1. (a) For a conviction of perjury, the falsity of the testimony of the defendant must be established by two witnesses or one witness and corroborating circumstances. See Code, § 38-121.
(b) In the instant case, the falsity of the testimony of the defendant was established by two witnesses. One was Robert Tye Noland, the witness *Page 800 who swore that the defendant was not in Dalton with him at a particular time; and the other was the witness who swore that Robert Tye Noland, at the particular time in question, was at her home in Gilmer County, 35 or 40 miles from Dalton, engaged in robbing her. The result of the testimony of each of these two witnesses is the positive contradiction of the testimony of the defendant as to the whereabouts of Robert Tye Noland at a particular time.
2. On the trial of a defendant charged with perjury, the judge should instruct the jury that, before they would be authorized to convict, the charge must be established by the testimony of two witnesses, or by one witness and corroborating circumstances. However, the failure so to charge in the instant case was harmless to the defendant, as he introduced no evidence, and two witnesses for the State testified positively in contradiction to the testimony alleged to be false, which he gave on the committal trial of Robert Tye Noland, and for which he was indicted in the instant case. See Manning v. State, 33 Ga. App. 610 (6) (127 S.E. 475); Oxford v. State, 40 Ga. App. 511 (4) (150 S.E. 466).

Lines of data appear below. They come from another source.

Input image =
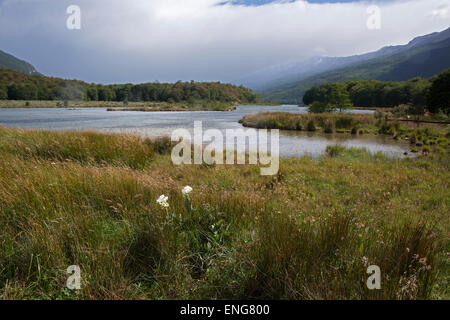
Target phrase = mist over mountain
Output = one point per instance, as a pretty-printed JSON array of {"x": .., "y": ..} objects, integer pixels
[
  {"x": 423, "y": 56},
  {"x": 10, "y": 62}
]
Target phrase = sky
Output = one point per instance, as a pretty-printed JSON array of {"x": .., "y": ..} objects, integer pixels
[{"x": 137, "y": 41}]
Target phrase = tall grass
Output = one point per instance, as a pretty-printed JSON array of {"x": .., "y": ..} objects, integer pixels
[
  {"x": 309, "y": 232},
  {"x": 328, "y": 122}
]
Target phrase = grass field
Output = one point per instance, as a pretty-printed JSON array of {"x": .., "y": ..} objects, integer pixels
[
  {"x": 424, "y": 137},
  {"x": 310, "y": 232}
]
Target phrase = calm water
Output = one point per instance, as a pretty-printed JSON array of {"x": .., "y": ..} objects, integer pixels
[{"x": 153, "y": 124}]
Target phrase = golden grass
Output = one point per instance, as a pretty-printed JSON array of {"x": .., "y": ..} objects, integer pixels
[{"x": 307, "y": 233}]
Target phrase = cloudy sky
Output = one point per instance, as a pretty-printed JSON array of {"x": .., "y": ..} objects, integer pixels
[{"x": 170, "y": 40}]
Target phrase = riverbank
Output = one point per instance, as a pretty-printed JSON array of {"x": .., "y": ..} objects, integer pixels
[
  {"x": 310, "y": 232},
  {"x": 423, "y": 137},
  {"x": 120, "y": 106}
]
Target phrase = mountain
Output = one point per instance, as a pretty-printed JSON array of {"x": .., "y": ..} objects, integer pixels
[
  {"x": 424, "y": 56},
  {"x": 8, "y": 61}
]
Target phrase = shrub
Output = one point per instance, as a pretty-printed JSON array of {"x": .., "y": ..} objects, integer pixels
[{"x": 311, "y": 126}]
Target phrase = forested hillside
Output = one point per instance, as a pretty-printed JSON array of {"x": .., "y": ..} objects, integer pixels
[
  {"x": 375, "y": 93},
  {"x": 422, "y": 61},
  {"x": 19, "y": 86},
  {"x": 10, "y": 62}
]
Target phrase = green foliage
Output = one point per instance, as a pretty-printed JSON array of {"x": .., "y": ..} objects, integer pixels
[
  {"x": 371, "y": 93},
  {"x": 3, "y": 92},
  {"x": 311, "y": 126},
  {"x": 308, "y": 233},
  {"x": 35, "y": 87},
  {"x": 399, "y": 67},
  {"x": 438, "y": 97},
  {"x": 319, "y": 107},
  {"x": 10, "y": 62}
]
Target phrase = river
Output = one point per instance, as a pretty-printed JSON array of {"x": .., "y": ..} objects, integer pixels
[{"x": 153, "y": 124}]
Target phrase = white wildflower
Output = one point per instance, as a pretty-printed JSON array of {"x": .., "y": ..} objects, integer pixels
[
  {"x": 186, "y": 191},
  {"x": 162, "y": 201}
]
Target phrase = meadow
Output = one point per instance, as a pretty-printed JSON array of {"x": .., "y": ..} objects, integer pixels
[
  {"x": 310, "y": 232},
  {"x": 423, "y": 137}
]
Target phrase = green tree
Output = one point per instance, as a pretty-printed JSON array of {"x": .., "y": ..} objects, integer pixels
[
  {"x": 319, "y": 107},
  {"x": 3, "y": 92},
  {"x": 438, "y": 97},
  {"x": 338, "y": 96}
]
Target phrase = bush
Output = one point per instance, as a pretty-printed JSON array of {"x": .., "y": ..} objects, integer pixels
[{"x": 311, "y": 126}]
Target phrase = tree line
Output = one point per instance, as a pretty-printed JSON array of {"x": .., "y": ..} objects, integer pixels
[
  {"x": 19, "y": 86},
  {"x": 431, "y": 94}
]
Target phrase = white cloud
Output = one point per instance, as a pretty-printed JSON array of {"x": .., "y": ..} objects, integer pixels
[{"x": 199, "y": 39}]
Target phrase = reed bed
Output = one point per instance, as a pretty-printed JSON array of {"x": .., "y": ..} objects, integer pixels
[{"x": 310, "y": 232}]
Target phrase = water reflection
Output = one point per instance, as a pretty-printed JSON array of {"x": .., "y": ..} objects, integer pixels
[{"x": 154, "y": 124}]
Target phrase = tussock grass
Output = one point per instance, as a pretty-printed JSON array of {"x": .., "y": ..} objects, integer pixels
[
  {"x": 328, "y": 122},
  {"x": 309, "y": 232}
]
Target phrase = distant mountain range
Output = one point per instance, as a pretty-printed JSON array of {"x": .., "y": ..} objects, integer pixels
[
  {"x": 424, "y": 56},
  {"x": 10, "y": 62}
]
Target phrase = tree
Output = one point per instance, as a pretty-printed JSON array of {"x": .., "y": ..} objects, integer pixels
[
  {"x": 438, "y": 97},
  {"x": 319, "y": 107},
  {"x": 3, "y": 92},
  {"x": 338, "y": 96}
]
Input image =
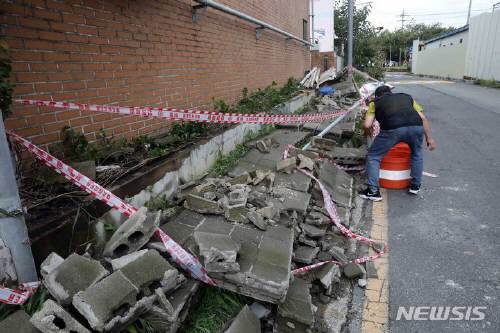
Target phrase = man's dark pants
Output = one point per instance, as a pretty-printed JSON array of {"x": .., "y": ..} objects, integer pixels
[{"x": 413, "y": 136}]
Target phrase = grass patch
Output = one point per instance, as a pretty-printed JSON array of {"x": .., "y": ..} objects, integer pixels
[
  {"x": 225, "y": 163},
  {"x": 215, "y": 308},
  {"x": 488, "y": 83}
]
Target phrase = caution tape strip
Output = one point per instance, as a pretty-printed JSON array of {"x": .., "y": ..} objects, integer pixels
[
  {"x": 334, "y": 217},
  {"x": 190, "y": 115},
  {"x": 178, "y": 254}
]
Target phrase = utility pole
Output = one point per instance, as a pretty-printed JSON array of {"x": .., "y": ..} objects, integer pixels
[
  {"x": 312, "y": 22},
  {"x": 468, "y": 14},
  {"x": 349, "y": 38},
  {"x": 403, "y": 15},
  {"x": 13, "y": 230}
]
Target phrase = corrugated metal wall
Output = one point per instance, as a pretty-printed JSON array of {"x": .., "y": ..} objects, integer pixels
[{"x": 483, "y": 49}]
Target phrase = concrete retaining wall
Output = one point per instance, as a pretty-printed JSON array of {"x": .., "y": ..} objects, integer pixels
[{"x": 202, "y": 158}]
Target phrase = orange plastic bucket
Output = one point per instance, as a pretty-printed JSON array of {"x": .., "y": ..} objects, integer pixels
[{"x": 395, "y": 168}]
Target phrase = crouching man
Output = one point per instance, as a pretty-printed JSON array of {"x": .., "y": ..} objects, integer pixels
[{"x": 401, "y": 120}]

3. The judgment of the trial court overruling the motion for a new trial as amended is without error.
Judgment affirmed. MacIntyre, P. J., and Gardner, J., concur.
DECIDED MARCH 18, 1949. The plaintiff in error, Leonard Potts, herein referred to as the defendant, was indicted in the Superior Court of Gilmer County for the offense of perjury, for that the defendant did, on September 20, 1948, unlawfully, wilfully, knowingly, absolutely, and falsely swear in a judicial proceeding of the Justice Court of the 850th District, G. M., said judicial proceeding being the committal trial of the State of Ga. v. Robert Tye Noland, charged with the offense of robbery.

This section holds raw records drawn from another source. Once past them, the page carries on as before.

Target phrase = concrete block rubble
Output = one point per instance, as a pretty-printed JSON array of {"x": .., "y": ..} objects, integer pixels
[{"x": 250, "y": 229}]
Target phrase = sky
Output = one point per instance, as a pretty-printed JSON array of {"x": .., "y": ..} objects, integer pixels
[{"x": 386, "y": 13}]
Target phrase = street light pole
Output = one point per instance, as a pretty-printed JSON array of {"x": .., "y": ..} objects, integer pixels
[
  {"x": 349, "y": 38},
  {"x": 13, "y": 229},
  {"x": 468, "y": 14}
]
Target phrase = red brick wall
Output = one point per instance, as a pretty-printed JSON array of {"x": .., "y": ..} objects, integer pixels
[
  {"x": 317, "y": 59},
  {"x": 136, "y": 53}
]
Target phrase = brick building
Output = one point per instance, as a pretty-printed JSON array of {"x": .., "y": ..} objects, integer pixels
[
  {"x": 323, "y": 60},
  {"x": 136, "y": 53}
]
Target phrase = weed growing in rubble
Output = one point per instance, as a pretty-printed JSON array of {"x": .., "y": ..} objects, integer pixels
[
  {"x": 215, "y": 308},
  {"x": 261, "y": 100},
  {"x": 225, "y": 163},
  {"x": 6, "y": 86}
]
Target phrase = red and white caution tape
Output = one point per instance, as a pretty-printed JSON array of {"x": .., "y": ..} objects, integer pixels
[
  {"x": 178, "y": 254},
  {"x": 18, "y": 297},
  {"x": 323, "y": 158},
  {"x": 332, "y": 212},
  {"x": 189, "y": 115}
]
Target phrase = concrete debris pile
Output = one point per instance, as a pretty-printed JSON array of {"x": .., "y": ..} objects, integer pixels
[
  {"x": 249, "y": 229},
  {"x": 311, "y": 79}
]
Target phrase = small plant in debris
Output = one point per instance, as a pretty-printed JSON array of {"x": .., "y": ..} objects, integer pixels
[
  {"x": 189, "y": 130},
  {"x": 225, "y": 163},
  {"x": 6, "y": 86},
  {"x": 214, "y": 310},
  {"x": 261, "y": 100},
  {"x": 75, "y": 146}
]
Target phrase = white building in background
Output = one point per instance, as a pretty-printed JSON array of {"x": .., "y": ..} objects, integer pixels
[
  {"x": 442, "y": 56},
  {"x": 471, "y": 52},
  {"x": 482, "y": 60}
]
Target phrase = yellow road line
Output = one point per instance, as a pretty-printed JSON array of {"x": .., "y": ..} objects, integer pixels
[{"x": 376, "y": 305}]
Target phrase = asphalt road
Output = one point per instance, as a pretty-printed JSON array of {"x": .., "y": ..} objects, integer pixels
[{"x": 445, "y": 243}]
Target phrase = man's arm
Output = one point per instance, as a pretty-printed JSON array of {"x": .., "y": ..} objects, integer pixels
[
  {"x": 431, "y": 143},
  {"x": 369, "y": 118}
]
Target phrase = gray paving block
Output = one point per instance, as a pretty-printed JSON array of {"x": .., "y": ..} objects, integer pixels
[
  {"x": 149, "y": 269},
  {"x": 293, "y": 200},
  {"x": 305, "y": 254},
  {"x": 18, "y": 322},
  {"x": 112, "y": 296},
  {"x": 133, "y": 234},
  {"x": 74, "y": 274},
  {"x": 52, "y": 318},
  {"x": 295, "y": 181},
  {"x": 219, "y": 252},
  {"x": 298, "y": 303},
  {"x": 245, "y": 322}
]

The false testimony given by the defendant on said committal trial is alleged to be as follows: "I remember the occasion on or about July 19, 1948, when there was supposed to have been a robbery committed in Gilmer County, Georgia, and at the time of that robbery, which was around 9 o'clock or 10 o'clock at night, I was in Dalton, Georgia at the Dalton Theater, and Robert Tye Noland and Ed Silvers were with me, and we three stayed together around four hours, during which time we were in the show, on the street, and at a beer joint, and road (rode) around town in an automobile, which four hours were from 6 to 10 o'clock on the night of July 19, 1948." *Page 801
From the evidence it appears without dispute that the defendant testified in the justice court as alleged in the indictment. This testimony is directly contradicted by Robert Tye Noland, who positively testified in the instant case that the defendant herein was not with him in Dalton on the occasion in question. His testimony is also positively contradicted by that of Mary Sitton. She testified in the instant trial in substance that on July 19, 1948, Robert Tye Noland was at her house in Gilmer County between 9 and 10 p. m. engaged in robbing her of a sum in excess of $300. It also appeared that she lived in Gilmer County some 35 or 40 miles from Dalton.

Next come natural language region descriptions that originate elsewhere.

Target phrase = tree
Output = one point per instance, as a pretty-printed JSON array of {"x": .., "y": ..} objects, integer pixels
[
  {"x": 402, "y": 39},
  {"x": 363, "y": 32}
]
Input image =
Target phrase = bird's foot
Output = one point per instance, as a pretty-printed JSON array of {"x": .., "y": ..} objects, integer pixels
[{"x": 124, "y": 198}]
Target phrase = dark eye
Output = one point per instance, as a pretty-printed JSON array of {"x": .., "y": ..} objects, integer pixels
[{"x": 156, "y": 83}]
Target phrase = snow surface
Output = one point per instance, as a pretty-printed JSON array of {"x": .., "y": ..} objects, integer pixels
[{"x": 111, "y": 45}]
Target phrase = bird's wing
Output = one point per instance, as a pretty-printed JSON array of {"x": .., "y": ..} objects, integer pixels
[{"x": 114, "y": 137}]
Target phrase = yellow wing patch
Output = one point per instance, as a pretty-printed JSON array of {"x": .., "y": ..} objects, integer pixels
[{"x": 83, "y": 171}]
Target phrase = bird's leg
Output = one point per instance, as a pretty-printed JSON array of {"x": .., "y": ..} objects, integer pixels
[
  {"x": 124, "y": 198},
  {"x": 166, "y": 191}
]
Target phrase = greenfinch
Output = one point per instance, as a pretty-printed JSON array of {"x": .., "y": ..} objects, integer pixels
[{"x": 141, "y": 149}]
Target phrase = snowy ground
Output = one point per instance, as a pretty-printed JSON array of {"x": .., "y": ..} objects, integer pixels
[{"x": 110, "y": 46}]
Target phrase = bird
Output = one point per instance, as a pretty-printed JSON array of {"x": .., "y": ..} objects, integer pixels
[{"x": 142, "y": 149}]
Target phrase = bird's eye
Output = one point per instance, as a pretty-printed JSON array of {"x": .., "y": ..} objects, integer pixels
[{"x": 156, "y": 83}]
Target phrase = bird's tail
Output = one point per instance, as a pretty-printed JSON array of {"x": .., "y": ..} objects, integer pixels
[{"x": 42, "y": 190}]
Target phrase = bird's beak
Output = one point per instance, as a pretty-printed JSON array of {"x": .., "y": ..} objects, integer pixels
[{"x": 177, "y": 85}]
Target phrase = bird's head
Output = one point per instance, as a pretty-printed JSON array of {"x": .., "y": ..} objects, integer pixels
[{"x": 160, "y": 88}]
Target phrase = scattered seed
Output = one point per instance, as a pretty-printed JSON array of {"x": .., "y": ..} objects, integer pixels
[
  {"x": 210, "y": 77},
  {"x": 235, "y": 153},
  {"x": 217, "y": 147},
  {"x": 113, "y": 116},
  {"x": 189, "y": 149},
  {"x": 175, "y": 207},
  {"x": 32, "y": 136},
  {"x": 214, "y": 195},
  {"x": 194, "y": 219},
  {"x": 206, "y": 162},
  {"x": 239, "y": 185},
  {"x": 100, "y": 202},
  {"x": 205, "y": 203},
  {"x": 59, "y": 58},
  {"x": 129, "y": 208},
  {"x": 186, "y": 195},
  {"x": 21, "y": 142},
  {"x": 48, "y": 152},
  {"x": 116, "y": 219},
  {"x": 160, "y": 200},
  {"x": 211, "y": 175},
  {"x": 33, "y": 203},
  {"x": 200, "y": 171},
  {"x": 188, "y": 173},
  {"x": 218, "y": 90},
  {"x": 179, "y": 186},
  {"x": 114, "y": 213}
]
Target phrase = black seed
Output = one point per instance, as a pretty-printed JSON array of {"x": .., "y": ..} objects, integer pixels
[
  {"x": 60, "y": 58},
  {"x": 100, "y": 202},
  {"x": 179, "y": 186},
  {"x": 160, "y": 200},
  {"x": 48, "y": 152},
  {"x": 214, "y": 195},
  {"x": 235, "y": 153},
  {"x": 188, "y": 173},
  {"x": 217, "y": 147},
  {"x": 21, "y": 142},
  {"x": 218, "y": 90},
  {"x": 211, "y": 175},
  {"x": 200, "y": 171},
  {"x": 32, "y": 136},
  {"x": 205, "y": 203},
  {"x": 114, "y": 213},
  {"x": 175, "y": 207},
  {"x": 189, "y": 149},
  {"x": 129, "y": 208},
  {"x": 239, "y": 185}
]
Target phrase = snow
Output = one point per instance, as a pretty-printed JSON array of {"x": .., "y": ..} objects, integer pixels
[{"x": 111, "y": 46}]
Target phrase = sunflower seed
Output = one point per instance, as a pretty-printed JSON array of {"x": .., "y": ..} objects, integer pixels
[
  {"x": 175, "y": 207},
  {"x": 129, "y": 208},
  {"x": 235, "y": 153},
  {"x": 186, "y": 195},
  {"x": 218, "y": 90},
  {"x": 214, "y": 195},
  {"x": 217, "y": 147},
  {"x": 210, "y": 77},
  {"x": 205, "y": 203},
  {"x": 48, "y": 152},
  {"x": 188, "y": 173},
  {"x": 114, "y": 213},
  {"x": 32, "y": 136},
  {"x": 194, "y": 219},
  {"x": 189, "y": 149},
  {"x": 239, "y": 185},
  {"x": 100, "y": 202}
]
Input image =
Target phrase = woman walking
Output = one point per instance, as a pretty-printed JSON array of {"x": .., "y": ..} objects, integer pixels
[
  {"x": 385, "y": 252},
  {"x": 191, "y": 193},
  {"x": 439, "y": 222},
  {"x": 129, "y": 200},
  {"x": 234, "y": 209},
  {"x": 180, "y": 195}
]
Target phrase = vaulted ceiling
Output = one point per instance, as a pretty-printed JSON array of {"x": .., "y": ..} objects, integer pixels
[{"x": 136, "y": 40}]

The jury trying the case returned a verdict of guilty and the sentence of the court was accordingly entered. The defendant filed a motion for a new trial on the general grounds and on one special ground, in which he contended that the trial court erred in failing to charge, without request, Code, § 38-121, to the effect that the testimony of a single witness is generally sufficient to establish a fact; that perjury is an exception to the general rule, two witnesses being required to convict in perjury cases, or one witness and corroborating circumstances. The trial court overruled the motion for a new trial as amended, and on this judgment the defendant assigns error.